An internal financial report used by company management to make informed business decisions
* Provides detailed insights into financial performance, operations and trends to aid decision making
* Not audited
* Prepared monthly or quarterly – more frequent than statutory accounts
More detailed, typically show progress against KPIs eg revenue growth
What is included in a set of public limited company accounts?
- Chairman’s statement
- Independent auditor’s report
- income statement
- Statement of financial position (balance sheet)
- Corporate governance report
- Remuneration report
- Other statutory information
What is a recent key accountancy change and what is its impact?
IFRS 16
- Full cost of leases must be accounted for on the balance sheet.
- An occupier’s obligation to pay rent has to be recognised as a liability.
- Service charge payments accounted for separately. (Exemptions exist for leases of 12 months or shorter).
What is an audit?
What is its purpose?
An independent examination of financial records to ensure they are accurate, complete, and compliant
- Provide assurance to stakeholders/investors
- Ensure transparancy.
When is an external audit required in the UK?
All public companies
Private Limited Companies if at least 2 of:
- turnover exceeding £10.2 million,
- total assets over £5.1 million,
- or employing more than 50 people
What is companies house?
The UK government department responsible for the registration, regulation, and dissolution of companies.

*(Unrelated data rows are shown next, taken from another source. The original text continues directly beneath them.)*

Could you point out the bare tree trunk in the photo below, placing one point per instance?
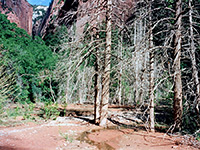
(178, 107)
(193, 59)
(98, 87)
(106, 75)
(151, 77)
(120, 61)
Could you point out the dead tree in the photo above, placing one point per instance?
(193, 59)
(106, 74)
(177, 107)
(151, 77)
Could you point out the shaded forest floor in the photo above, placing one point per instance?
(76, 132)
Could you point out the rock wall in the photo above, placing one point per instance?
(18, 11)
(80, 12)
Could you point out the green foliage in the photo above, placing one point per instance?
(26, 56)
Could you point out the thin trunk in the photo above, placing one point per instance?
(120, 65)
(178, 107)
(97, 86)
(106, 75)
(193, 59)
(151, 78)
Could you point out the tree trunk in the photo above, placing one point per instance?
(151, 77)
(193, 59)
(178, 107)
(106, 75)
(120, 61)
(98, 90)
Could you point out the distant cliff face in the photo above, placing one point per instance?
(67, 12)
(18, 11)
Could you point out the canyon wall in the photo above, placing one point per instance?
(79, 12)
(19, 12)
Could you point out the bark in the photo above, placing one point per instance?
(193, 59)
(120, 62)
(151, 77)
(106, 75)
(98, 90)
(178, 108)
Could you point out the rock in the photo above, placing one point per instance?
(19, 12)
(19, 118)
(67, 13)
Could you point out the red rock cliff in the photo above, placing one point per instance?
(18, 11)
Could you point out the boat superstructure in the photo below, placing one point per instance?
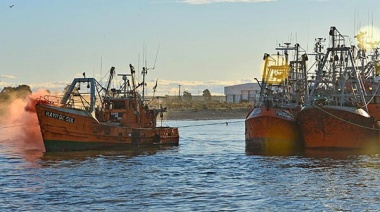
(336, 114)
(102, 117)
(271, 125)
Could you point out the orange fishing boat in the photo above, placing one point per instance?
(271, 126)
(102, 118)
(335, 115)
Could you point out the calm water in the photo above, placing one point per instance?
(208, 171)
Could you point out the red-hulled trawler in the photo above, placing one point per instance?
(336, 115)
(271, 126)
(102, 118)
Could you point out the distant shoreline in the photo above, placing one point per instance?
(205, 114)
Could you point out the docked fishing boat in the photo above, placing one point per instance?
(335, 115)
(271, 126)
(101, 117)
(368, 57)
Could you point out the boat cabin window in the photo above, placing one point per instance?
(115, 105)
(119, 105)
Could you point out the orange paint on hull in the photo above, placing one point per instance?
(374, 110)
(334, 127)
(71, 125)
(272, 130)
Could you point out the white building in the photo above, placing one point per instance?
(248, 92)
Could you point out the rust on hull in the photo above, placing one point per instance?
(272, 130)
(337, 128)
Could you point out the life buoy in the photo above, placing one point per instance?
(156, 138)
(149, 124)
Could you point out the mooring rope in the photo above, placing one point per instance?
(219, 123)
(19, 125)
(163, 124)
(358, 125)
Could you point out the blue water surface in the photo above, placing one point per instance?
(209, 171)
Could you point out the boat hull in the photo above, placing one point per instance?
(338, 128)
(66, 129)
(271, 130)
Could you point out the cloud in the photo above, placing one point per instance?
(164, 87)
(222, 1)
(8, 76)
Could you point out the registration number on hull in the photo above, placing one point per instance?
(60, 117)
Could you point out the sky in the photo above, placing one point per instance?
(190, 45)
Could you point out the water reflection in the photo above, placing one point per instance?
(83, 155)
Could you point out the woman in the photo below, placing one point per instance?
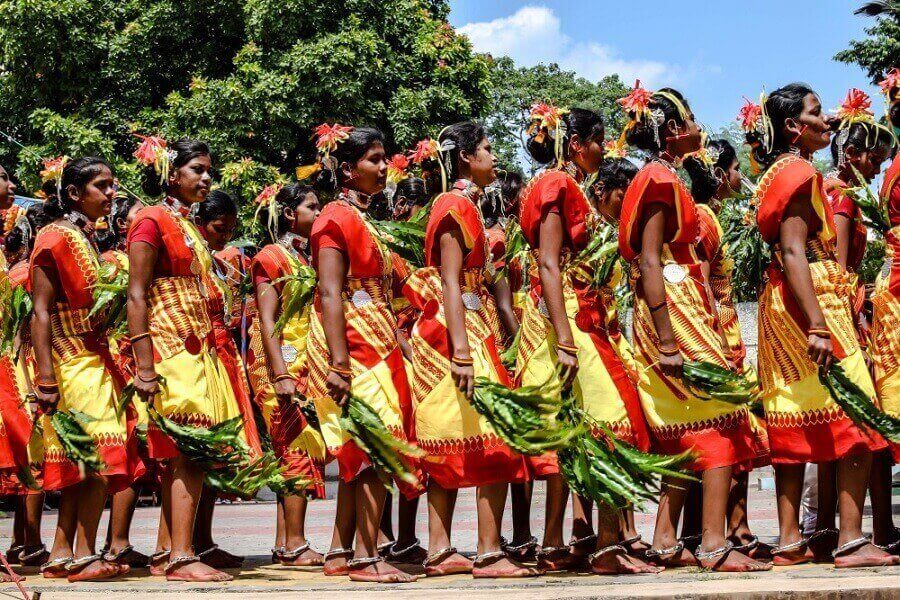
(172, 338)
(674, 321)
(455, 340)
(805, 324)
(715, 178)
(565, 326)
(75, 372)
(353, 347)
(278, 367)
(884, 334)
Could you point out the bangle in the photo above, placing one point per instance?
(656, 307)
(341, 371)
(463, 362)
(567, 348)
(138, 337)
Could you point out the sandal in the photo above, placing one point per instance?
(436, 565)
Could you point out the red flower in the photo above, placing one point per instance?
(749, 115)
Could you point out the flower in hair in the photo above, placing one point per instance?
(53, 168)
(855, 108)
(397, 168)
(329, 137)
(891, 81)
(749, 115)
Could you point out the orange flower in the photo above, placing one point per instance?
(749, 115)
(890, 82)
(329, 137)
(426, 149)
(855, 107)
(637, 101)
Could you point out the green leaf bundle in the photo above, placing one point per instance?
(388, 454)
(857, 404)
(78, 446)
(709, 381)
(526, 418)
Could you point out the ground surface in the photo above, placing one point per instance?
(248, 529)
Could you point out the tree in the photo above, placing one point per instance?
(515, 89)
(880, 52)
(251, 77)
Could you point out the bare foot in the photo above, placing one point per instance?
(497, 566)
(619, 562)
(730, 561)
(195, 571)
(868, 555)
(379, 572)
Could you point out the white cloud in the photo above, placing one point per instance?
(533, 34)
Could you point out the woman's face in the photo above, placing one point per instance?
(94, 200)
(7, 190)
(811, 131)
(369, 175)
(304, 215)
(191, 182)
(482, 164)
(219, 231)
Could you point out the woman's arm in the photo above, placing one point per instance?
(142, 262)
(654, 287)
(452, 245)
(551, 236)
(44, 295)
(268, 302)
(792, 237)
(332, 273)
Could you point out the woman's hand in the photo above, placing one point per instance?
(568, 364)
(338, 387)
(820, 350)
(671, 365)
(464, 378)
(146, 384)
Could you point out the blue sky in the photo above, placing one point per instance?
(713, 51)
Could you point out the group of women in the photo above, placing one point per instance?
(201, 351)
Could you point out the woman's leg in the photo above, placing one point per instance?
(187, 487)
(852, 480)
(716, 485)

It serves as the official registrar of companies in the UK.
* Incorporate and dissolve limited companies
* Examine and store company information
* Make information available to the public
When would you need to use companies house?
- Determine Active Directors for AML checks
- Financial Health
- Ownership structure
What is a D&B report?
Credit report to assess the financial strength and creditworthiness of a business
How do you recieve, monitor and achieve internal approval on consultant’s contract sums?
- Review the Contract
- Check Against Budget
- Check Contract Terms and Scope
- Internal approval (PFRs)
- Monitoring (i.e deliverables & variations)
- Record and Approve Invoices
What is thedifference between gross and net profit?
Gross profit = revenue – COGS
* Gross Profit focuses on direct costs related to production or service delivery.
Net profit = gross profit – OPEX – interest – taxes + other income
* Net Profit includes all expenses and gives a comprehensive view of overall profitability.